A defesa solicitava a readequação da pena com base na nova legislação, considerada mais benéfica, após o Congresso derrubar o veto presidencial ao projeto. No entanto, o ministro entendeu que a norma ainda não pode ser aplicada.
Lei ainda não está em vigor
Na decisão, Moraes destacou que o texto aprovado pelo Congresso ainda não passou pelas etapas necessárias para entrar em vigor, como promulgação e publicação.
Sem essas formalidades, não há base legal para revisar a condenação ou alterar a progressão de regime da ré.
Condenação pelos atos de 8 de janeiro
Débora Rodrigues dos Santos foi condenada a 14 anos de prisão por participação nos atos de 8 de janeiro, em Brasília.

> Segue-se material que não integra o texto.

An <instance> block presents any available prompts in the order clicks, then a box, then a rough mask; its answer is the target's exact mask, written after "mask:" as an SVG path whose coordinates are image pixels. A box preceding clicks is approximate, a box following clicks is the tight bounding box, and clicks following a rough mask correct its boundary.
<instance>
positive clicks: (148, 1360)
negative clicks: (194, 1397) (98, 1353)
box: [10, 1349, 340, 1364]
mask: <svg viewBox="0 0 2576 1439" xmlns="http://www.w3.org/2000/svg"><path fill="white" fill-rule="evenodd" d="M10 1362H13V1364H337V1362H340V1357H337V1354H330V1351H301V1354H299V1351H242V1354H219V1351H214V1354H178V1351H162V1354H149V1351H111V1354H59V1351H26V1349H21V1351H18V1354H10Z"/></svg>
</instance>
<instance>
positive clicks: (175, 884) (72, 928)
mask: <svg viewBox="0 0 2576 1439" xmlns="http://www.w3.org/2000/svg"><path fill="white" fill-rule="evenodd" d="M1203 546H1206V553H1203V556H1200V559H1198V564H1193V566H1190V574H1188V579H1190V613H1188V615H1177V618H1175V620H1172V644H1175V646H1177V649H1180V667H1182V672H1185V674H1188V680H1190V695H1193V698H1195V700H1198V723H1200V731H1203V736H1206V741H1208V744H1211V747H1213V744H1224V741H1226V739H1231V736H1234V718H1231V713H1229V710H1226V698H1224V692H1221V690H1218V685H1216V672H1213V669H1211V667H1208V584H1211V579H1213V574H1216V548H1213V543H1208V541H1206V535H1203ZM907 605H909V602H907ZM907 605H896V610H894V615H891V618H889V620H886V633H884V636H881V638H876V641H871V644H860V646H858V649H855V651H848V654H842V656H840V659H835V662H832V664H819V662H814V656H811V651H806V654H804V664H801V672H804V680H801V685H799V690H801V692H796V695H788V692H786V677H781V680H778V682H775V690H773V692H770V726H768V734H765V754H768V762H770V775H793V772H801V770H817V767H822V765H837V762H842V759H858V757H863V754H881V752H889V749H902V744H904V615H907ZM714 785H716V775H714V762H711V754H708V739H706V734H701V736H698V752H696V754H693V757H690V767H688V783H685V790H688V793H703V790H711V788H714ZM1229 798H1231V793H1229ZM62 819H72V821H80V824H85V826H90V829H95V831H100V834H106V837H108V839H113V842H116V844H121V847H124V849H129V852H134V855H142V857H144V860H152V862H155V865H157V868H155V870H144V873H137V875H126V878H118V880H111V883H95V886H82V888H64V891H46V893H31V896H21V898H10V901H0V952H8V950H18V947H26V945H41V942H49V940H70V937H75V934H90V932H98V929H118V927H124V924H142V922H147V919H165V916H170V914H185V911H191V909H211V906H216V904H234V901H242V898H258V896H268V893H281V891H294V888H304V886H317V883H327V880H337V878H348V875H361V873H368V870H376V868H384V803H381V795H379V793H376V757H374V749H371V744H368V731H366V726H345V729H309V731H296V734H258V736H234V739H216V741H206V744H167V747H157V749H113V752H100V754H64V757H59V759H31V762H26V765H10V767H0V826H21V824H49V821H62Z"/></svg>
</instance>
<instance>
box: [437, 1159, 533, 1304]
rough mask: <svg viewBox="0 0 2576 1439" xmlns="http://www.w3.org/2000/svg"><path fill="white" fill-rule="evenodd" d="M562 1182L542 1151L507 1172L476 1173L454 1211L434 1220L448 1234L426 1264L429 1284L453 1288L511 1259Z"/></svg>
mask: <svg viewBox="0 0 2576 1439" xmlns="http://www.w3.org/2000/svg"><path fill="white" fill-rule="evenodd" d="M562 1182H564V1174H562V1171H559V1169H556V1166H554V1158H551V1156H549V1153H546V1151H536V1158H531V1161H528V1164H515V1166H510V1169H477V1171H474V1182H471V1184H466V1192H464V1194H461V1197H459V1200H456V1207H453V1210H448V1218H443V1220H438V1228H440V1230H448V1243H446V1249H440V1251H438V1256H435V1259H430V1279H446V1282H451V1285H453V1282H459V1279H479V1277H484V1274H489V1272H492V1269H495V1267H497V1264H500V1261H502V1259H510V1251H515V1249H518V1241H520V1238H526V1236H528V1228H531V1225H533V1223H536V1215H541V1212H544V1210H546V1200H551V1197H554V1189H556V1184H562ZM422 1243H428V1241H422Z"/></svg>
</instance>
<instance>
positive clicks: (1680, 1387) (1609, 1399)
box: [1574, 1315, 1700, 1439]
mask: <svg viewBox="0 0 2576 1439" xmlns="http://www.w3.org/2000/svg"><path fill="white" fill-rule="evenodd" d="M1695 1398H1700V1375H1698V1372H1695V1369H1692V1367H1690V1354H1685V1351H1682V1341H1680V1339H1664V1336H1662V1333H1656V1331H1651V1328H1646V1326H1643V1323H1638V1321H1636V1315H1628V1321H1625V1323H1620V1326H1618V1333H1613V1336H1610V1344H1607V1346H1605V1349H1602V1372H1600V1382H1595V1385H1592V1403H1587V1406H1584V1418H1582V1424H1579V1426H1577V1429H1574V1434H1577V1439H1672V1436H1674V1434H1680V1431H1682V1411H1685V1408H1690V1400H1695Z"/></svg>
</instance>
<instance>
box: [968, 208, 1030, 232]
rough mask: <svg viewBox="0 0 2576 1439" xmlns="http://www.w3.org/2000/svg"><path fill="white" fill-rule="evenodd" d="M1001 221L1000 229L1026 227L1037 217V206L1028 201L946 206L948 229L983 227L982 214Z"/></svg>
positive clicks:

Ela responde por crimes como:
- Golpe de Estado
- Abolição violenta do Estado Democrático de Direito
- Dano qualificado ao patrimônio público
Atualmente, cumpre prisão domiciliar com uso de tornozeleira eletrônica.
Origem do apelido
A cabeleireira ficou conhecida após escrever, com batom, a frase “Perdeu, mané” na estátua da Justiça, localizada em frente à sede do STF.
A expressão faz referência a uma fala do então ministro Luís Roberto Barroso durante um episódio envolvendo apoiadores do ex-presidente Jair Bolsonaro após as eleições de 2022.
O que prevê a lei da dosimetria
O projeto aprovado pelo Congresso reduz penas aplicadas a condenados pelos atos de 8 de janeiro e altera critérios de cálculo das punições.
Entre os pontos, estão:
- Proibição de somar penas por determinados crimes contra o Estado
- Regras que facilitam a progressão de regime
- Redução do tempo total de cumprimento de pena
A proposta foi aprovada como alternativa à anistia defendida por aliados do ex-presidente.
Tramitação e próximos passos
Apesar da derrubada do veto presidencial, a lei ainda precisa ser promulgada e publicada para entrar em vigor.
Até lá, decisões judiciais continuam sendo tomadas com base na legislação atual.
Com isso, o pedido da defesa foi considerado prejudicado pelo STF.